The console is essentially a miniature version of the NES and while you can’t use the old school cartridges to boost the games roster, it comes replete with a pretty epic roster for the price of a single Xbox ONE game. There is no internet connection, so you won’t be able to add games that way either, so it’s definitely a case of what you see is what you get from day one.

One piece of tech spec info that is freely available, and worth mentioning, is that the games will be HD versions of their previous selves, so they should be as slick as they’re ever going to be, short of a remake. There’s undoubtedly going to be a few purists our there that will miss the original scratchy TV visuals, we’re looking forward to seeing them as they’re level best on the Classic Mini NES.

First impressions

As a child of the 80s, it’s hard not to be incredibly excited about the prospect of the Nintendo Classic Mini NES. We’ve always had the Virtual Console to tap into the nostalgia, but it’s never really been the same as having the console and the games on tap, which is a sentiment that has been echoed by the likes of ArsTechnica.

The new retro console looks set to change all of that. There are a few more games we wish Nintendo had included on the device, but on the whole it looks like it’s going to be a gem. If the arrival of classic Nintendo characters on Vans trainers wasn’t enough to get 8-bit giddy about, then the Mini Nintendo Entertainment System should push us over the edge. The question is whether or not it will be enough to boost Nintendo’s sales figures enough this year to compensate for the first quarter loss it’s experienced, according to the BBC, as a result of slumping Wii U sales and the delay of the launch of the Pokémon Go Pro. With the Nintendo NX not due for release until 2017, the Classic could well be its last best hope for a strong 2016.

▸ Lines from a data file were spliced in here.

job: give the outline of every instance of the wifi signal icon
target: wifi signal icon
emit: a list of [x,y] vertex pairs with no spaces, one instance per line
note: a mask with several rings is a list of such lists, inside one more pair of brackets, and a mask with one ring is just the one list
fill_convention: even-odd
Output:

According to the International Business Times, the Nintendo 64 is a popular favourite for the next mini console effort from the Japanese computer games gurus, but we’d be more hopeful for the SNES to arrive before it; not just because it would be chronologically more accurate, but because of the wonder of Super Mario Kart, Super Mario WorldThe Legend Of Zelda: A Link To The Past and Super Streetfighter II. If the Mini NES is the runaway success it’s looking likely to be, then surely it’s just a matter of time before we see more miniature adventures in gaming nostalgia glory.